For my final project, I am going to be using the “Dickinson College Archives, Carlisle Indian School Digital Resource Center”. This dataset lays out individuals that attended the Carlisle Indian School and provides other information on them, such as age, height, what tribe they originated from, if their parents are still living, among other information. In cleaning the data, I’m going to focus on the tribal names due to the variety of spellings for the same tribes. To extend the data to make exploring my argument easier, I’m also going to add a column for regions to group the tribes that are in the same region. 

One visualization I am thinking of for this project is a map of the regions I’m separating the tribes into with the schools location also on the map, this will allow viewers to get an idea of where the tribes are located in relation to the school. Another visualization I am thinking of using for this project is some type of chart showing the percentages of students that return home from each region. With that chart I will then be able to confirm or deny my argument of whether a student is more likely to stay at the school longer if they’re from a region further away, due to the possible difficulty of returning home.

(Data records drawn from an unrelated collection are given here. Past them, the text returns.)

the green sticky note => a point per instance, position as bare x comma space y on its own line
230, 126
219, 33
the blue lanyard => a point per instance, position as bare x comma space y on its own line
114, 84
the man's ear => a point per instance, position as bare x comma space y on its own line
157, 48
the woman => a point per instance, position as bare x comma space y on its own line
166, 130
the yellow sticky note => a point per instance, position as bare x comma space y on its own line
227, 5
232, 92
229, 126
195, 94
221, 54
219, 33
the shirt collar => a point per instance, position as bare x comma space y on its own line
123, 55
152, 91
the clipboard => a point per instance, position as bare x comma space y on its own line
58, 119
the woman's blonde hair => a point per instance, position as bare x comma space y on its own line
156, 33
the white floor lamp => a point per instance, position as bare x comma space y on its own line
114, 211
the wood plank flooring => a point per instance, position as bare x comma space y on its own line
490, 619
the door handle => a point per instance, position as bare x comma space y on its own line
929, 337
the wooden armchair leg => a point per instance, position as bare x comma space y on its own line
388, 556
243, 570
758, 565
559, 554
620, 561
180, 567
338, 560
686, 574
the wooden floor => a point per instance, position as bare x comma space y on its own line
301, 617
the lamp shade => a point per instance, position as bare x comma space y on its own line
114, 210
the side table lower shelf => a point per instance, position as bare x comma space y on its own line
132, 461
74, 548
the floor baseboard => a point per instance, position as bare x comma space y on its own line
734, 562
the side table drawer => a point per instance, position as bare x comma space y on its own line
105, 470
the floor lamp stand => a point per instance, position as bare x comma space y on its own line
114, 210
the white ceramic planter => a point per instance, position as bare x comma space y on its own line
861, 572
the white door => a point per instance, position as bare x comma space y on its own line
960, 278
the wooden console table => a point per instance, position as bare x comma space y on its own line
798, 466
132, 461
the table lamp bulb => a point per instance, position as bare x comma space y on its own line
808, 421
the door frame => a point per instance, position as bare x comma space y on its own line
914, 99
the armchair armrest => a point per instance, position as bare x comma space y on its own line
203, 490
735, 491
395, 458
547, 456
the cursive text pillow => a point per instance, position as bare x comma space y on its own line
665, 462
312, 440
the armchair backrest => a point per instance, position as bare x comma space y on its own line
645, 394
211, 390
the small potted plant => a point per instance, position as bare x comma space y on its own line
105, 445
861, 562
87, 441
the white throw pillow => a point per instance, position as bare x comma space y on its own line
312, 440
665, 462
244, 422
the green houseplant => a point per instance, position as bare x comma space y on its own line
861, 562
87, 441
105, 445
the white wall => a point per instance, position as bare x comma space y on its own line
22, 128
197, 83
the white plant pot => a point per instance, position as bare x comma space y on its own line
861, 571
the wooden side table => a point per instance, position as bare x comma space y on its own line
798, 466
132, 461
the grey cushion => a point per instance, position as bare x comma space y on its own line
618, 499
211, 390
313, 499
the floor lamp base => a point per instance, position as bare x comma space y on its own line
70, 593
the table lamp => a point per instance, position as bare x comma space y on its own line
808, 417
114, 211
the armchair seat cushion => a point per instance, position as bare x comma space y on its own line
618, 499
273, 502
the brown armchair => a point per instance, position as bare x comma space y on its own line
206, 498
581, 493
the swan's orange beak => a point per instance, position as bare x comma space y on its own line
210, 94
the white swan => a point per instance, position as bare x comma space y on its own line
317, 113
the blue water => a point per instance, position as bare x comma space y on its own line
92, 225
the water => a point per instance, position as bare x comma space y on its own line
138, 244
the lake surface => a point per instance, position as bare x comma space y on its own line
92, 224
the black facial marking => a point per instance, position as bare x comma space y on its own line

Good. The cleaning is probably going to be a significant chunk of your project time, so sink a good amount of time into that to make your life easier down the road and stay focused on your initial question. This dataset is big and messy, so it will be easy to get side tracked into lots of different issues. I’d rather see you finish the semester with two really strong, clear visualizations rather than ten messy, unfocused ones, and spending a good chunk of your time cleaning will help you do that. Once you’re mostly satisfied with your cleaning, post the cleaned/edited spreadsheet to github or googlesheets so I can eyeball it and see what you’re working with.